Map作为键值对储存的集合,其实现类包括HashMap,HashTable等,这里展示HashMap的底层原理。
static class Node<K,V> implements Map.Entry<K,V> {
final int hash;
final K key;
V value;
Node<K,V> next;
Node(int hash, K key, V value, Node<K,V> next) {
this.hash = hash;
this.key = key;
this.value = value;
this.next = next;
}
public final K getKey() { return key; }
public final V getValue() { return value; }
public final String toString() { return key + "=" + value; }
public final int hashCode() {
return Objects.hashCode(key) ^ Objects.hashCode(value);
}
public final V setValue(V newValue) {
V oldValue = value;
value = newValue;
return oldValue;
}
首先是在HashMap类中定义了一个Node 类,用于储存键值对,该类实现了Map.Entry<K,V>作为储存键值对的结构。

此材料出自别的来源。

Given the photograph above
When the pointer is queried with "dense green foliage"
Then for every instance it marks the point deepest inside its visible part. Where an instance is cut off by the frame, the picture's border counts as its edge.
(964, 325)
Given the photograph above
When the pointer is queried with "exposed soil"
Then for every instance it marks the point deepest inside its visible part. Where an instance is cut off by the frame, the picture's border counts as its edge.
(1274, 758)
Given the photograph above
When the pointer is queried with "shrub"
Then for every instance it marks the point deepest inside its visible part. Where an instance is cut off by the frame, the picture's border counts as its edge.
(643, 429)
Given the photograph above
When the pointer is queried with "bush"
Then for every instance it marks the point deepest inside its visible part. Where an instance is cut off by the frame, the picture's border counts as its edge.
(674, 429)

transient Node<K,V>[] table;
/**
* Holds cached entrySet(). Note that AbstractMap fields are used
* for keySet() and values().
*/
transient Set<Map.Entry<K,V>> entrySet;
/**
* The number of key-value mappings contained in this map.
*/
transient int size;
/**
* The number of times this HashMap has been structurally modified
* Structural modifications are those that change the number of mappings in
* the HashMap or otherwise modify its internal structure (e.g.,
* rehash). This field is used to make iterators on Collection-views of
* the HashMap fail-fast. (See ConcurrentModificationException).
*/
transient int modCount;
定义了包含Node类的数组和一个Set类,数组是作为哈希表储存数组,那么Set类的作用是什么呢?

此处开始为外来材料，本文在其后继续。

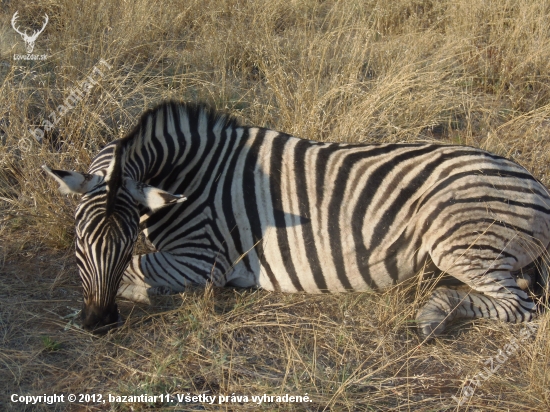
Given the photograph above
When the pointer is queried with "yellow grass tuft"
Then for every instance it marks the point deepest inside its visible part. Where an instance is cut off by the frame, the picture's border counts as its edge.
(464, 72)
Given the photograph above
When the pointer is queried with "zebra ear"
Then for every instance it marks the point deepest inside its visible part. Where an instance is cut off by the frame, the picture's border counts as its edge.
(73, 182)
(150, 196)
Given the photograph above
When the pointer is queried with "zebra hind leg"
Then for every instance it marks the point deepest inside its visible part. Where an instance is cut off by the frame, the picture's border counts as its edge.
(494, 295)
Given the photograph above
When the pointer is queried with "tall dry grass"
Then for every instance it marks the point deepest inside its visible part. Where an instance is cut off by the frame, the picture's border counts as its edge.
(465, 72)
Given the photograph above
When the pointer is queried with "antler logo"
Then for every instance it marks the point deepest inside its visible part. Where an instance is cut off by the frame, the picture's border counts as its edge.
(29, 40)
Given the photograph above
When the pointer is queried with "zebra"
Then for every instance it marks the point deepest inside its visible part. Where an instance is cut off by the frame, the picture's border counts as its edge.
(269, 210)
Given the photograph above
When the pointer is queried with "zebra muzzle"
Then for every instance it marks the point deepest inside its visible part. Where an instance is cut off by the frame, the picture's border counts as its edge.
(100, 320)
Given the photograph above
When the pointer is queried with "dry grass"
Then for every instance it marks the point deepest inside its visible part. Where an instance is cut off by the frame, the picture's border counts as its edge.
(465, 72)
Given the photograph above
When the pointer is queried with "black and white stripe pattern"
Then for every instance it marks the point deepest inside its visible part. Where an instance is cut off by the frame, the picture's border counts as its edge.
(270, 210)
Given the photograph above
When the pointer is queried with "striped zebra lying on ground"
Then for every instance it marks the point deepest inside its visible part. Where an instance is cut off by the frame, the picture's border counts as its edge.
(265, 209)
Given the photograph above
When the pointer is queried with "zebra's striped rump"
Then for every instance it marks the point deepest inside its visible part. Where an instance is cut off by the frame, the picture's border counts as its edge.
(270, 210)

final void putMapEntries(Map<? extends K, ? extends V> m, boolean evict) {
int s = m.size();
if (s > 0) {
if (table == null) { // pre-size
float ft = ((float)s / loadFactor) + 1.0F;
int t = ((ft < (float)MAXIMUM_CAPACITY) ?
(int)ft : MAXIMUM_CAPACITY);
if (t > threshold)
threshold = tableSizeFor(t);
}
else if (s > threshold)
resize();
for (Map.Entry<? extends K, ? extends V> e : m.entrySet()) {
K key = e.getKey();
V value = e.getValue();
putVal(hash(key), key, value, false, evict);
}
}
}
在上述数组中出现了m.entrySet()方法,接着追溯
public Set<Map.Entry<K,V>> entrySet() {
Set<Map.Entry<K,V>> es;
return (es = entrySet) == null ? (entrySet = new EntrySet()) : es;
}
可以看到m.entrySet()的作用就是创建entrySet = new EntrySet()实例。
那么EntrySet又是什么类呢?
final class EntrySet extends AbstractSet<Map.Entry<K,V>> {
public final int size() { return size; }
public final void clear() { HashMap.this.clear(); }
public final Iterator<Map.Entry<K,V>> iterator() {
return new EntryIterator();
}
public final boolean contains(Object o) {
if (!(o instanceof Map.Entry))
return false;
Map.Entry<?,?> e = (Map.Entry<?,?>) o;
Object key = e.getKey();
Node<K,V> candidate = getNode(hash(key), key);
return candidate != null && candidate.equals(e);
}
public final boolean remove(Object o) {
if (o instanceof Map.Entry) {
Map.Entry<?,?> e = (Map.Entry<?,?>) o;
Object key = e.getKey();
Object value = e.getValue();
return removeNode(hash(key), key, value, true, true) != null;
}
return false;
}
EntrySet类的作用就是实现抽象set集合,其中Map.Entry<K,V>就是返回键对应的这个
interface Entry<K,V> {
/**
* Returns the key corresponding to this entry.
*
* @return the key corresponding to this entry
* @throws IllegalStateException implementations may, but are not
* required to, throw this exception if the entry has been
* removed from the backing map.
*/
K getKey();
在源码中可以看到,EntrySet是内部类并且没有值域,也就是说调用entrySet()方法不会返回真正意义上的所有Map.Entey实例的Set对象,那么为什么要使用这个EnteySet类呢?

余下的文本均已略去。